La città di Ottone – l’eccezionale nuovo libro della trilogia di Daevabad
La Città di Ottone – l’inizio della trilogia di Daevabad
Nahri è una giovane truffatrice di talento che deve sbarcare il lunario. Non crede nella magia, ma per vivere millanta grandi poteri. Legge il destino scritto nelle mani dei suoi clienti – nobili ottomani – e si autodichiara un’abile guaritrice. Ha una naturale affinità per la guarigione delle persone e può magicamente vedere e sentire il male che affligge gli individui.
Un giorno conduce un rituale per scacciare il demone che si è impossessato il corpo di una bambina, ma accidentalmente evoca un guerriero jinn, Dara. Con lui, è costretta a fuggire dal Cairo, per raggiungere Daevabad, la leggendaria città di ottone.
L’arrivo di Nahri a Daevabad rischia di scatenare una guerra che era stata evitata per molti secoli. Il suo destino sarà legato a questa città, dove vecchi risentimenti aspettano solo l’occasione giusta per poter riemergere.
Allo stesso tempo, il libro segue anche il figlio più giovane del re di Daevabad, Alizayd, che si oppone al trattamento ingiusto della sua famiglia nei confronti degli shafit – metà djinn e metà popolazione umana – che sono costretti a vivere in condizioni orribili.
Il successo tra il pubblico
La Città di Ottone (the City of Brass) è il primo libro della trilogia di Daevabad, scritta dall’autrice S.A. Chakraborty.
Una recensione di Paul Di Filippo in Locus confronta il romanzo con Mille e una notte in termini di immagini e trame, e riassume scrivendo “con la sua miscela di cortesia reale, magia djinnish, amori e paure umane e machiavellismo mediorientale, La Città di Ottone offre piaceri degni di Scheherazade.”
Mahvesh Murad scrive su Tor.com, “alla maggior parte dei lettori (occidentali?) la cui unica esperienza del djinn è la Disney, nel libro La Città di Ottone troveranno una favola lussureggiante e divertente ispirata al folklore mediorientale e islamico, ed è abbastanza esotico da emozionare, attirare esplorare le diversità nel modo giusto.”
La Città di Ottone è stata finalista di numerosi premi di fantascienza e fantasy, tra cui il Crawford Award, il Locus Award, il British Fantasy Award, il World Fantasy Award e ha vinto il premio Booknest.eu come miglior romanzo d’esordio. Il romanzo è stato elencato nei migliori libri dell’anno da diversi media, come Library Journal, Vulture.com, The Verge e SyfyWire.

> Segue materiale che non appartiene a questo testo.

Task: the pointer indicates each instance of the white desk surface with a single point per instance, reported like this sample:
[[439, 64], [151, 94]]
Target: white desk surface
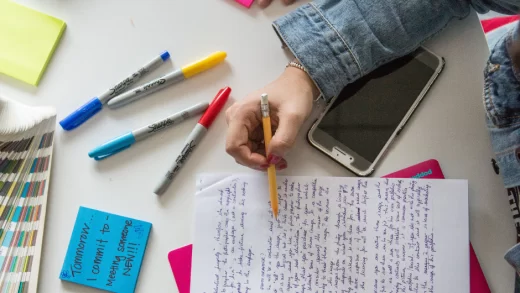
[[106, 40]]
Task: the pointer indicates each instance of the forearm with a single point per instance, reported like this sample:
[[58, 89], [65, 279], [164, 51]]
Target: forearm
[[339, 41]]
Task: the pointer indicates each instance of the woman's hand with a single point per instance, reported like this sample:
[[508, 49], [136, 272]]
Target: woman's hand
[[290, 100], [265, 3]]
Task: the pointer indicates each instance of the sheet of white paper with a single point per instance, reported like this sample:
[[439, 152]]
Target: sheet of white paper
[[332, 235]]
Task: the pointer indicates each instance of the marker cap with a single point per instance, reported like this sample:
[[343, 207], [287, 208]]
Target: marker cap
[[214, 108], [82, 114], [112, 147]]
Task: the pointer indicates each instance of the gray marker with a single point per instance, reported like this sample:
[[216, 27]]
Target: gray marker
[[95, 105], [146, 89], [169, 79], [194, 138], [126, 140], [127, 82]]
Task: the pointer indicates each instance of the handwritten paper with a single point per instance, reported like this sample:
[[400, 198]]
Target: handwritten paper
[[105, 251], [332, 235]]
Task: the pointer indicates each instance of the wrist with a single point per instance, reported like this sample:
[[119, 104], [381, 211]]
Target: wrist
[[303, 78]]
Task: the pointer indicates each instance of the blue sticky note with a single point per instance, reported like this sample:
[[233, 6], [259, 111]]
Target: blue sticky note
[[105, 251]]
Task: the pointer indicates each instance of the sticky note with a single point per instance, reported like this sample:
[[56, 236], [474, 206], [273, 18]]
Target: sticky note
[[246, 3], [28, 39], [105, 251]]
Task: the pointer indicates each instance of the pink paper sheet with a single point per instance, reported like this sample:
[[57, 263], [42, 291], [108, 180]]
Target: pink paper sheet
[[180, 259], [246, 3]]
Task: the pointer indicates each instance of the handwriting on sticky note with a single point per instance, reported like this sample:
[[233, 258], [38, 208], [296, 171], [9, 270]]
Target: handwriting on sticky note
[[105, 251], [332, 235]]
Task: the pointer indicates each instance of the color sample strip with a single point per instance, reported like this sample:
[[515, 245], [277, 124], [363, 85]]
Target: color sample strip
[[24, 171]]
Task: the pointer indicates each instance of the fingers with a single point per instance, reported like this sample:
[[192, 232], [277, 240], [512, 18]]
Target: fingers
[[284, 137], [282, 164], [239, 146], [264, 3]]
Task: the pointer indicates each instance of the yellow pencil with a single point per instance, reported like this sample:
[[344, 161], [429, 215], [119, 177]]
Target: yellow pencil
[[271, 171]]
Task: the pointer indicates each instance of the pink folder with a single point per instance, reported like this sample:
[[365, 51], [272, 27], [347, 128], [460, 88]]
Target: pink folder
[[431, 169], [246, 3], [180, 259]]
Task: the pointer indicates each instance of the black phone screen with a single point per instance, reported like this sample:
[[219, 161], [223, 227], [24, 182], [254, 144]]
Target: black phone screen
[[367, 112]]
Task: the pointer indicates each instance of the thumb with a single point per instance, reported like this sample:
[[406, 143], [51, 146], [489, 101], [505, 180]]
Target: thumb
[[284, 138]]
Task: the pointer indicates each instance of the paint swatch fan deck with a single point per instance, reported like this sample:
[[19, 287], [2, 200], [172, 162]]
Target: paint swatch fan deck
[[26, 143]]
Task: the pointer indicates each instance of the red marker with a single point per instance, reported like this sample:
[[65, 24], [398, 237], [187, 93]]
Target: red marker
[[194, 138]]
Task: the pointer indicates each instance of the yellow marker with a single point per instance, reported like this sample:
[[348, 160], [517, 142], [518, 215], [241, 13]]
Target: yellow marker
[[169, 79], [271, 171], [203, 64]]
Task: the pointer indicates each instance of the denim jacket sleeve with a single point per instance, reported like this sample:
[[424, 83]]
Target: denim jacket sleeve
[[339, 41]]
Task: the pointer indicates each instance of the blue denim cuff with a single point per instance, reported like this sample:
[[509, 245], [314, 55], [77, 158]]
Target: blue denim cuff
[[319, 48], [513, 257]]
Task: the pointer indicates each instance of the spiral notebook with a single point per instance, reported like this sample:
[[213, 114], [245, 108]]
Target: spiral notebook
[[26, 143]]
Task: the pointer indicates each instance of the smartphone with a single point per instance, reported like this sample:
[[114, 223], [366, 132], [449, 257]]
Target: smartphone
[[359, 124]]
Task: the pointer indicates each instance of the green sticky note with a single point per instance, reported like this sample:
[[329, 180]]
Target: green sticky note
[[28, 39]]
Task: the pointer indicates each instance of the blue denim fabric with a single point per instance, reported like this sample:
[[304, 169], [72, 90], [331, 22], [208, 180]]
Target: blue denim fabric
[[339, 41], [502, 105]]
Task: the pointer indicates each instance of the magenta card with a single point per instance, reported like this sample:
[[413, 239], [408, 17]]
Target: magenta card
[[246, 3], [180, 262]]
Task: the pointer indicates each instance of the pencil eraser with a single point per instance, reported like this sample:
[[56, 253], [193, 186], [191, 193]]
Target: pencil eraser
[[246, 3], [165, 55]]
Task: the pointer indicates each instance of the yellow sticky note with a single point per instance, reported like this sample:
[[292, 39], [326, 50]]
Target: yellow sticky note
[[28, 39]]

Chakraborty ha mancato di poco il voto finale per il premio John W. Campbell con un solo voto.
Il fascino orientale del libro
La trama trasporta il lettore in un mondo di mitologia e tradizione islamica, atterrando in una città sul bordo di un coltello e nel mezzo di un conflitto politico che risale al tempo di Solimano. Il libro è allo stesso tempo molto ben costruito e molto divertente.

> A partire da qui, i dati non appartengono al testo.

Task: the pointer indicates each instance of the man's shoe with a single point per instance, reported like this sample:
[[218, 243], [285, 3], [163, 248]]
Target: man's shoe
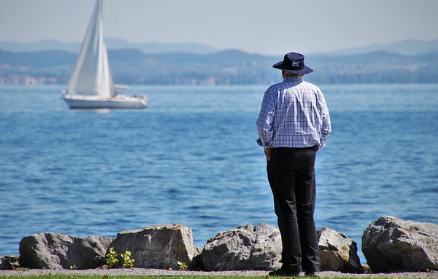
[[282, 273]]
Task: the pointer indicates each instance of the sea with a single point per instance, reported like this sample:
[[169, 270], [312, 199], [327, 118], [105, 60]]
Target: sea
[[191, 158]]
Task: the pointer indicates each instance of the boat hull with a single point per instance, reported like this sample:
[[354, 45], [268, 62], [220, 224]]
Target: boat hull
[[117, 102]]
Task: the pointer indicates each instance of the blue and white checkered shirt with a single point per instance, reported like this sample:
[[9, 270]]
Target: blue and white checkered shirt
[[293, 114]]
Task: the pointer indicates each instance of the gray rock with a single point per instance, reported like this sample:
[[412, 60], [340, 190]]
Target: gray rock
[[160, 246], [394, 244], [244, 248], [338, 252], [57, 251]]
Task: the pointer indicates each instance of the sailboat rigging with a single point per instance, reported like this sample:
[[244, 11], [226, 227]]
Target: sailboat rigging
[[91, 84]]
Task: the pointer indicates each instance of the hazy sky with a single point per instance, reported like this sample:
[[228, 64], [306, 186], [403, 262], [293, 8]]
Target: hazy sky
[[257, 26]]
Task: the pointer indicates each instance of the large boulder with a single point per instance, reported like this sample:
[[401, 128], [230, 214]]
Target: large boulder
[[159, 246], [8, 262], [58, 251], [338, 252], [393, 244], [244, 248]]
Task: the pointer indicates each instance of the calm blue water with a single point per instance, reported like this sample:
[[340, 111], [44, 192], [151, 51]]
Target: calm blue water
[[191, 158]]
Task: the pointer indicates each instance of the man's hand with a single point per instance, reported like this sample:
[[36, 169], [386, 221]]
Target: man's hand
[[268, 154]]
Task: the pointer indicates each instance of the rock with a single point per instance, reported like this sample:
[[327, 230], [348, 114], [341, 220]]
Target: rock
[[8, 262], [160, 246], [57, 251], [394, 244], [338, 252], [244, 248]]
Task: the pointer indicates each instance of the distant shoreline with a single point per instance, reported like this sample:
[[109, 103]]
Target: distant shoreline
[[162, 272]]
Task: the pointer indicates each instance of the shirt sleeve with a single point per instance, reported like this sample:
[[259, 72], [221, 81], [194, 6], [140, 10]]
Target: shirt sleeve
[[266, 119], [326, 128]]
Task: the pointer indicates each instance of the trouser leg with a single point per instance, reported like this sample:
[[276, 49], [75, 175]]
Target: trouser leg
[[292, 179]]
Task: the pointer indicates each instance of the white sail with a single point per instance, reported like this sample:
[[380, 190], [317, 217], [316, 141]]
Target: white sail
[[92, 74]]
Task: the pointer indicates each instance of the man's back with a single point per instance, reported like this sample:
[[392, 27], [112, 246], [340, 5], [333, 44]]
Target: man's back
[[294, 114]]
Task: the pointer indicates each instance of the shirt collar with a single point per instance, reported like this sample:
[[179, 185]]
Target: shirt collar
[[294, 79]]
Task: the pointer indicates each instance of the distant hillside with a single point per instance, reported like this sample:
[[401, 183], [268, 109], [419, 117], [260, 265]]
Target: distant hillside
[[151, 48], [132, 66], [408, 47]]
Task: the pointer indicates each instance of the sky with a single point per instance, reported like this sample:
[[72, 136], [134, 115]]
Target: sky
[[257, 26]]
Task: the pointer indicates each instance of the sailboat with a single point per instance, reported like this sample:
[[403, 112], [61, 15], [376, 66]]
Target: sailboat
[[91, 84]]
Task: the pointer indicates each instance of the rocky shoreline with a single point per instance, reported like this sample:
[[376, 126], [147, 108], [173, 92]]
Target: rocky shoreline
[[388, 244], [162, 272]]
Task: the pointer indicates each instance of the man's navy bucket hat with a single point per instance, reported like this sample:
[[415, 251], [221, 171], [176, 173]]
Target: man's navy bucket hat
[[293, 62]]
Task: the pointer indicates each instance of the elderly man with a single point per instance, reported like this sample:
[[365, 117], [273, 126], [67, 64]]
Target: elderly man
[[293, 124]]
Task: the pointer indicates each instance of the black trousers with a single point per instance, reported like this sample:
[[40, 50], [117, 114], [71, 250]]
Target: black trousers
[[291, 175]]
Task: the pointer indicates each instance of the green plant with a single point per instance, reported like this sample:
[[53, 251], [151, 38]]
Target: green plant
[[111, 258], [128, 262], [182, 266]]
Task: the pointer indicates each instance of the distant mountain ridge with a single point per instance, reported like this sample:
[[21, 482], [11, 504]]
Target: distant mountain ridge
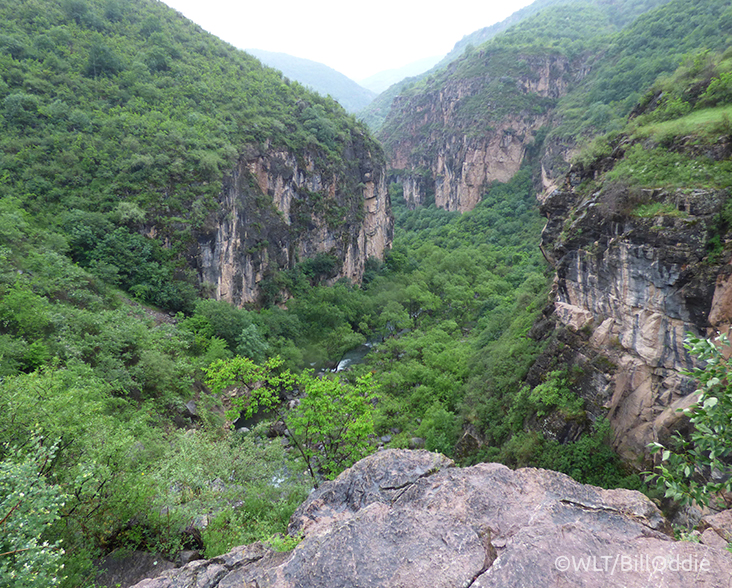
[[319, 77], [387, 78]]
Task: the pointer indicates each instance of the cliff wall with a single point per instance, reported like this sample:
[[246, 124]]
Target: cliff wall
[[473, 125], [278, 208], [630, 287]]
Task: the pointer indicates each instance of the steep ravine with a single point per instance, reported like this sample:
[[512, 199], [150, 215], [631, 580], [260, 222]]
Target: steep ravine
[[448, 142], [630, 288], [278, 209]]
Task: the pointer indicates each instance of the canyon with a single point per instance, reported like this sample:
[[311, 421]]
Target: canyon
[[277, 209]]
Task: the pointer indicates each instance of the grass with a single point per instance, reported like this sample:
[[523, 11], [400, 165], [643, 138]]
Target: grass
[[706, 124]]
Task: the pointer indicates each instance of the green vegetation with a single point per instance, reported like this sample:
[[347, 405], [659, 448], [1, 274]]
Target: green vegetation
[[119, 122], [694, 470]]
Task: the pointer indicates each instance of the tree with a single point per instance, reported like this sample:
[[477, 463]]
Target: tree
[[697, 469], [330, 425], [28, 506]]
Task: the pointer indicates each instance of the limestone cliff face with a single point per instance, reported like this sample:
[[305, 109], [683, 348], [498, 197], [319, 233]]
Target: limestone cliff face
[[633, 287], [473, 127], [278, 208]]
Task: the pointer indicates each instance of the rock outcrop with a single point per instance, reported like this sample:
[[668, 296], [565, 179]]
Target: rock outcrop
[[635, 285], [278, 208], [410, 519], [473, 126]]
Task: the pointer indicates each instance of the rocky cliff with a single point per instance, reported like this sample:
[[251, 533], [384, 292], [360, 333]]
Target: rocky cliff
[[473, 123], [411, 519], [278, 208], [629, 286]]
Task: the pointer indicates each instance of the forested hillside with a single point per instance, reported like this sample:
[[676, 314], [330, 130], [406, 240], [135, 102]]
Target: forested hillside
[[573, 69], [141, 411]]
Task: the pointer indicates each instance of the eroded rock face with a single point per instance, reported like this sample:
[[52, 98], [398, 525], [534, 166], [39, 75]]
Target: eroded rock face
[[449, 142], [638, 285], [278, 209], [410, 519]]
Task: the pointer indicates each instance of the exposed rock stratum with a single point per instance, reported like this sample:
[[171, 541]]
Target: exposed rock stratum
[[411, 519]]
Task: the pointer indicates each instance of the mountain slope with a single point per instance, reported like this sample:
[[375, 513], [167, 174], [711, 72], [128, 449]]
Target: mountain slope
[[470, 123], [124, 119], [385, 79], [319, 77]]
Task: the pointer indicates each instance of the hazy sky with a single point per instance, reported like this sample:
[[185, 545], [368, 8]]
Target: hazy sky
[[358, 39]]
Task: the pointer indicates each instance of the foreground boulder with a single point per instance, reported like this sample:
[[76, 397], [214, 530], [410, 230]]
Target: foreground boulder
[[411, 519]]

“In realtà non è iniziato come un romanzo, ma come una sorta di progetto/esercizio di passione nella costruzione del mondo che non ho mai avuto intenzione di mostrare un’anima! Sono un grande appassionato di storia e con La Città di Ottone ho voluto ricreare alcuni dei meravigliosi mondi di cui avevo letto mentre esploravo anche le credenze tradizionali su Djinn. Un po’ in contrasto con la tradizione occidentale, si dice che i djinn siano esseri intelligenti simili agli umani, creati dal fuoco senza fumo e che vivono inosservati in mezzo a noi – un concetto affascinante, sebbene leggermente spaventoso, questa idea di creature che vivono silenziosamente in mezzo a noi, guardando spassionatamente l’ascesa e la caduta delle nostre varie civiltà.”

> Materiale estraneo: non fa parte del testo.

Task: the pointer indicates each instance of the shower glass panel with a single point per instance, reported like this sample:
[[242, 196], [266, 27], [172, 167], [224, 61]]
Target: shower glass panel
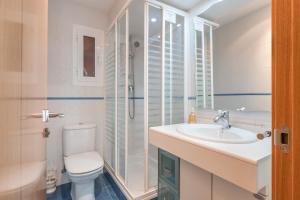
[[208, 66], [199, 70], [174, 71], [154, 85], [121, 97], [136, 166], [145, 70], [204, 67], [110, 73]]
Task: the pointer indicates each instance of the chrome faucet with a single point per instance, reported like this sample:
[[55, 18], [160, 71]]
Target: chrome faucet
[[223, 118]]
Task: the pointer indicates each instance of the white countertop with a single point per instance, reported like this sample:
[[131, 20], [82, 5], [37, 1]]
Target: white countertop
[[251, 153], [246, 165]]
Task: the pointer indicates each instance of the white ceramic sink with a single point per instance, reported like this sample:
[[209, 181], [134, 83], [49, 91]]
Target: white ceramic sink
[[215, 133]]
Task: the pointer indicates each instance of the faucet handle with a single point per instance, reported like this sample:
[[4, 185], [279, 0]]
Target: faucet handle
[[241, 109]]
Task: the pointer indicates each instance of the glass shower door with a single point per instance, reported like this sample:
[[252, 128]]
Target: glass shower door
[[110, 100], [174, 71], [122, 95], [154, 85]]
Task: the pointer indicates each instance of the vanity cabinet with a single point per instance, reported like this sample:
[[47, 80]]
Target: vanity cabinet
[[179, 179], [168, 176]]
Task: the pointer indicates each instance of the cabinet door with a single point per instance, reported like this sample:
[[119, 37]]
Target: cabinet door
[[168, 176], [167, 192]]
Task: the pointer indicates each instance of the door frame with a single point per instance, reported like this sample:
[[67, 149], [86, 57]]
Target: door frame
[[286, 97]]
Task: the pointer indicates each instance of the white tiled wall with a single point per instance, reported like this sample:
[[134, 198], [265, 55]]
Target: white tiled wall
[[242, 61], [62, 15]]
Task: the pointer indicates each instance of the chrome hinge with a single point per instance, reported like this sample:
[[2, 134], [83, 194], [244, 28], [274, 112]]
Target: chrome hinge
[[46, 133], [282, 139]]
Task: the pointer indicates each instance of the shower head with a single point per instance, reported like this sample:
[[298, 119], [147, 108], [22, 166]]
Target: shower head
[[136, 44]]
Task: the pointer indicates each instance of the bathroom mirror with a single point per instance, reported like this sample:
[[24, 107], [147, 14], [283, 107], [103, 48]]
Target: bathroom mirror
[[233, 55]]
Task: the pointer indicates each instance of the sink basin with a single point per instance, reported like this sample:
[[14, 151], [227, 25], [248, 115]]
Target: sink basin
[[215, 133]]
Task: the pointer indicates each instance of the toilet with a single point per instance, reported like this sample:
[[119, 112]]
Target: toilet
[[83, 164]]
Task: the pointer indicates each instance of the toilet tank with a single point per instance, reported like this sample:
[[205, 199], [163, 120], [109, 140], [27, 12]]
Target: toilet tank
[[79, 138]]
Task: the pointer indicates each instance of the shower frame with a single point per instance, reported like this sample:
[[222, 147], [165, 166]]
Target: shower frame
[[122, 182]]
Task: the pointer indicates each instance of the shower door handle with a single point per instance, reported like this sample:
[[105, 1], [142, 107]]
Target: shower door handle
[[45, 115]]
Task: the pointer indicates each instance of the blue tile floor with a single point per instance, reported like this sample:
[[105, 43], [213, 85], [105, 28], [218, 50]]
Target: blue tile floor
[[105, 189]]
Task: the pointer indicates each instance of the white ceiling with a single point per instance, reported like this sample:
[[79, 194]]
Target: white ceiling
[[229, 10], [102, 5], [183, 4]]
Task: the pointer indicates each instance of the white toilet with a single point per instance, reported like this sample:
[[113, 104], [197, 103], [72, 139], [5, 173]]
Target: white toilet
[[82, 162]]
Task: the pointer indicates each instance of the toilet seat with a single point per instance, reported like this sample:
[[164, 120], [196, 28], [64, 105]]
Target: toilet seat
[[84, 163]]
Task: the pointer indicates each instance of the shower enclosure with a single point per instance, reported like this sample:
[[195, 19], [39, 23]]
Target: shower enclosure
[[145, 72]]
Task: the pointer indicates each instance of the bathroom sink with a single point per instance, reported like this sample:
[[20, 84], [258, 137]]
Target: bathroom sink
[[215, 133]]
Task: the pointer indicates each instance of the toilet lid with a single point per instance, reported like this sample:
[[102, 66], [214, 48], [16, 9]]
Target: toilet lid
[[83, 162]]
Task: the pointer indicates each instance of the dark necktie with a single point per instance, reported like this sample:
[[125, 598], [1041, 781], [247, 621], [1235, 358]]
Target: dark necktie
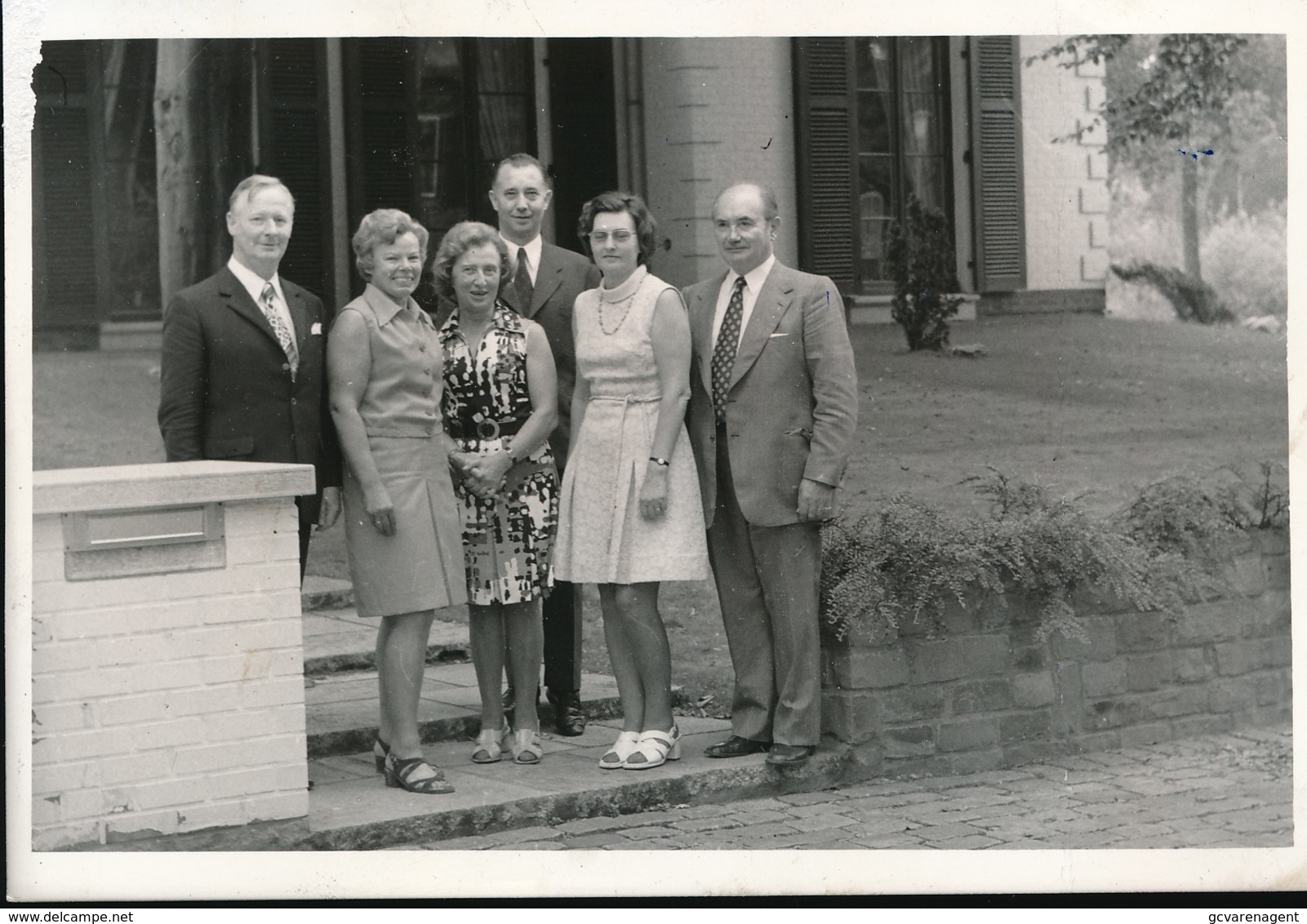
[[284, 336], [522, 282], [724, 350]]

– dall’intervista di Twinning for Books
L’ambientazione è descritta accuratamente, grazie al minuzioso lavoro di costruzione della trama, e la prosa è eccezionale. Da una parte rallenta la narrazione, dall’altra permette di conoscere appieno una realtà a noi culturalmente lontana.
La città di ottone racconta una storia sull’oppressione e su cosa significa credere che il tuo sangue sia più puro di qualcun altro. Gli shafit vengono incastrati e uccisi per crimini che non hanno commesso, i loro figli vengono rubati e venduti, il più delle volte come schiavi che lavorano o schiavi del piacere.
Nel libro di S. Chakraborty è chiara la denuncia verso l’oppressione sistemica per rispecchiare magnificamente il nostro mondo di oggi. È un libro piuttosto potente per molte ragioni. Una di queste è che è una storia mediorientale bella, fortemente legata al folklore e alla cultura, intrisa con note fantasy che ne arricchiscono il contenuto.